As the title suggests this is my first ever theatre review so please be nice if you have any feedback 😛
Last night I went to a one off performance of a production called Zip Zap Boing! It was part of a event called the Takeover which basically hands the theatre over to up and coming young writers, directors and actors which I think is a great idea! The set was pretty simple; a few stacks of chairs, a bench and a table, but seeing as how the plot revolves around a youth theatre group it makes sense to have as few props as possible.
The play began and from the way the characters entered the stage, without saying a word, you could tell what their personalities were like. From sensible to quiet, dramatic to mean, there was a nice range of personality traits that reflect the type of people who attend youth theatre groups. As someone who has previously attended a youth theatre group, I found the whole plot and characters to stir up feelings of nostalgia of my own experiences and made me miss the whole acting experience.
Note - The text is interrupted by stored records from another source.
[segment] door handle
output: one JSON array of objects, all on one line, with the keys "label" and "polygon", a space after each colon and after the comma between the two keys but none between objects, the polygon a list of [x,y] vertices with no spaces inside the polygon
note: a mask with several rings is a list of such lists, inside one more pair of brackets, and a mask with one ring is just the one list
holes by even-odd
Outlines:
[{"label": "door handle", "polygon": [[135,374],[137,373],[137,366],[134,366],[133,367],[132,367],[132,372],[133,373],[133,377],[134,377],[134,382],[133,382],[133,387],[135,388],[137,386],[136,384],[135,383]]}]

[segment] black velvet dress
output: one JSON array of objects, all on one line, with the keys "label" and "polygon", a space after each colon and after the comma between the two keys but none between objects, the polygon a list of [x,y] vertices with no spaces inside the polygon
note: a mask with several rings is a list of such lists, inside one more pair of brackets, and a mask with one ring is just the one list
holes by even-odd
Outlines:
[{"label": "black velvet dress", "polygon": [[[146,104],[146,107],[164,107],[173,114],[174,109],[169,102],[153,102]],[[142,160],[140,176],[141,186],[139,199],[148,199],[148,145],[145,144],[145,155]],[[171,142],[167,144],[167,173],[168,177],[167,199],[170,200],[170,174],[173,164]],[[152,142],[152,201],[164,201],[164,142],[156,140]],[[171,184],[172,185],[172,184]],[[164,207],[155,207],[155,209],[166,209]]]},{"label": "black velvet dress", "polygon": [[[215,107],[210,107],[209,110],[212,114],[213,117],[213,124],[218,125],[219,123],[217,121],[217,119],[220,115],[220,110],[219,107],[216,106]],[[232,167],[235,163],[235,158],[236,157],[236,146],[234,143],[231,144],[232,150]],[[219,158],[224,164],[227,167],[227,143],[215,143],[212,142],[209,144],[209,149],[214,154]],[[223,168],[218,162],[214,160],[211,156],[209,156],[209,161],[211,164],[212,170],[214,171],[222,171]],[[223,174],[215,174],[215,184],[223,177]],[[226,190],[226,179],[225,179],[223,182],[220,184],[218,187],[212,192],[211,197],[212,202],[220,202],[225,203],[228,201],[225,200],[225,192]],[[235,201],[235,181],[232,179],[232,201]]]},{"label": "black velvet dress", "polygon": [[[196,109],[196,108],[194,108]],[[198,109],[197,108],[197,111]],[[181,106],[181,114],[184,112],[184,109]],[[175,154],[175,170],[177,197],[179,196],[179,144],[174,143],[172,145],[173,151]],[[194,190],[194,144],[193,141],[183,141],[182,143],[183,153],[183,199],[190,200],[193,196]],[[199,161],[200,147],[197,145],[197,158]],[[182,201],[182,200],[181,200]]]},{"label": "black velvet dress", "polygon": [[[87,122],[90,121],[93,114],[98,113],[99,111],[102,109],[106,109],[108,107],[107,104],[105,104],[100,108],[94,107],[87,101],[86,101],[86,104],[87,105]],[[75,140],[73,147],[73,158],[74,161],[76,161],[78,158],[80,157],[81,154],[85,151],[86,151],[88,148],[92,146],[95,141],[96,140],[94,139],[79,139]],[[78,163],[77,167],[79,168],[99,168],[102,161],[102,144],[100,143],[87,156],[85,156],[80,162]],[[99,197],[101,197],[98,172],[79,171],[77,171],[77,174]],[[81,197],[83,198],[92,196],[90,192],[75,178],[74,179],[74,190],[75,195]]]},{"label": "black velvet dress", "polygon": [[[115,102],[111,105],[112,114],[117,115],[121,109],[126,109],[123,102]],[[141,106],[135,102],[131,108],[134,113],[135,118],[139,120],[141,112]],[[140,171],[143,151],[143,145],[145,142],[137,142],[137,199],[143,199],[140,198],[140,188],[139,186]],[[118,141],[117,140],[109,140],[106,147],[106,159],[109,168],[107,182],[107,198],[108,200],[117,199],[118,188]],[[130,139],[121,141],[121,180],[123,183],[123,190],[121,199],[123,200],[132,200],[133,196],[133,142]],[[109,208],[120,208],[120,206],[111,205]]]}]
As the plot progressed it was focussing less on the actual rehersal that the group were supposed to be doing and more on the personal dramas of the young people within the group. I think what made it most believable is that you could relate to each of the characters being portrayed by the young cast members; whether you saw a part of you in one of them, or you were reminded of someone you knew. For example the character I identified most with was the “sensible” character, the one who kept trying to get the group to focus on rehersals as that used to be the role I took up if our drama teacher was late or left us to rehearse without supervision.
The cast themselves I feel did an excellent job. For most of them this probably would have been their first performance on this scale so they did a brilliant job to not let their nerves get the better of them. There were times of course where they got a little tongue-tied however the recovered incredibly well. They all worked well together to put on this short 45 minute performance and you can tell they get on like a house on fire behind the scenes which is always lovely to see. Of course they wouldn’t have been able to do a great job if the script wasn’t very good, so I would like to congratulate the writers as they managed to capture the escense of a youth theatre group perfectly in their words, and also well done to the director as without their direction the performance could have been so flat and boring.
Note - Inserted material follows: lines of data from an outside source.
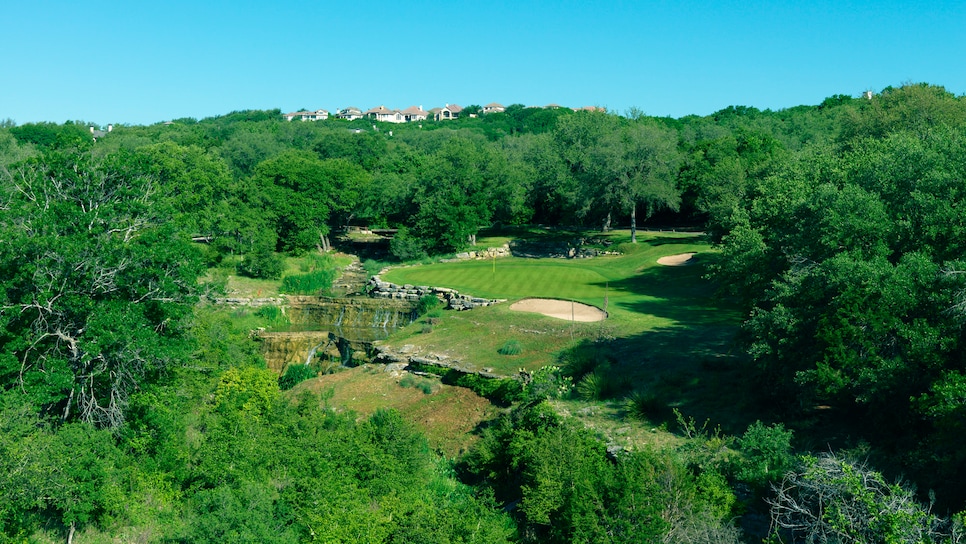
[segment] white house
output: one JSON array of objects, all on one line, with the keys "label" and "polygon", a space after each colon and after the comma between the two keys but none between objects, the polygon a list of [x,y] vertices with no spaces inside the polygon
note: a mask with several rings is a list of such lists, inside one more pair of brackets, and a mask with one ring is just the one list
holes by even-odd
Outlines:
[{"label": "white house", "polygon": [[325,121],[329,118],[329,112],[325,110],[296,111],[286,113],[284,117],[286,121],[291,121],[292,119],[299,119],[302,121]]},{"label": "white house", "polygon": [[411,123],[413,121],[425,121],[429,118],[429,112],[424,110],[422,106],[409,106],[402,111],[402,114],[403,119],[407,123]]},{"label": "white house", "polygon": [[356,119],[362,119],[362,110],[355,106],[349,106],[348,108],[342,108],[339,113],[336,114],[339,119],[345,119],[347,121],[354,121]]},{"label": "white house", "polygon": [[446,121],[450,119],[459,119],[460,112],[463,108],[457,106],[456,104],[446,104],[442,108],[433,108],[429,110],[433,113],[433,119],[437,121]]},{"label": "white house", "polygon": [[399,110],[390,110],[385,106],[379,106],[372,108],[365,113],[366,117],[372,119],[373,121],[382,121],[383,123],[405,123],[406,120],[403,118],[403,114]]}]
The performance made me feel nostalgic, it made me laugh. I’ll be honest, I wasn’t expecting it to be as good as it was but I think that just goes to show how important it is to invest in the theatre stars of the future; not just the actors but also the writers, directors, casting directors and everyone else who works extremely hard behind the scenes to make all theatre performances great! If you ever have the chance to support youth theatre performances I urge you to do so as I think you may be pleasantly surprised by what you go to see.